Les guérillas, le terrain abrupt, le manque de confort, la fatigue, le découragement...fit que Augusto s´en allait à Tarragona.

Augusto, avait 2 enfants adoptifs, Tiberio et Marcelo. Tiberio appelé “Biberius Caldius Mero”, c`est à dire, “buveur de vin chaud” parce qu´il aimait boire du vin , son vrai nom était “Tiberio Claudio Neron”.

En Tarragona, Augusto avait une mauvaise santé, il avait mal au foie, son médecin lui conseille de prendre des bains d`eau froide comme les cantabres, et comme sa santé améliorait, après il ne voyageait plus sans son tonneau.

L`attaque à Cantabrie fut pour trois fronts et 3 colonnes, pour la zone orientale où Pisuerga-Ebro, au centre et une autre pour Asturies.

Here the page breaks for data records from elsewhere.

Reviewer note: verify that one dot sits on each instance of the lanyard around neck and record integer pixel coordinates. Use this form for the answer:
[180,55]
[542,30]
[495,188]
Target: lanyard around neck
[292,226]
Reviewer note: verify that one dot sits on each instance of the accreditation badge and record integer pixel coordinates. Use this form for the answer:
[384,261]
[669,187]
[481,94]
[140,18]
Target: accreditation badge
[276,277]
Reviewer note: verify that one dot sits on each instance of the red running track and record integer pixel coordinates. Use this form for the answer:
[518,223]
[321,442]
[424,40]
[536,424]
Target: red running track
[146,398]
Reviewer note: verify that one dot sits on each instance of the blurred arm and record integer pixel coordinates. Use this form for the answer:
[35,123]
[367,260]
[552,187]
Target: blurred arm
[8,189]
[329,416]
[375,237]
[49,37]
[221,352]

En ce qui concerne la zone centre, la guérilla met Augusto en danger, et pour ce faire, il commande attaquer par la côte, pour couper la reculée. Aux murs de Bergida il y a eu une grande lutte, mais les Cantabres montent au Mont Vindio (aux Montagnes d`Europe) et ils pensent: “Ici arrivèrent les vagues de la mer avant que les romains avec leurs légions”.

MONT VINDIO ET AUTRES

Autour du Mont Vindio les romains siègent pour Mont Dobra à l`Ouest pour Valdeon , au Sud pour Liebana, à l´Est et Cabrales et Enol au Nord, cet fut possible pour la convergence des colonnes Orientales (Pisuerga-Ebro) et Centrales (Carrion) front aux Pics d`Europe, et août le front de débarquement en Nueva (Llanes).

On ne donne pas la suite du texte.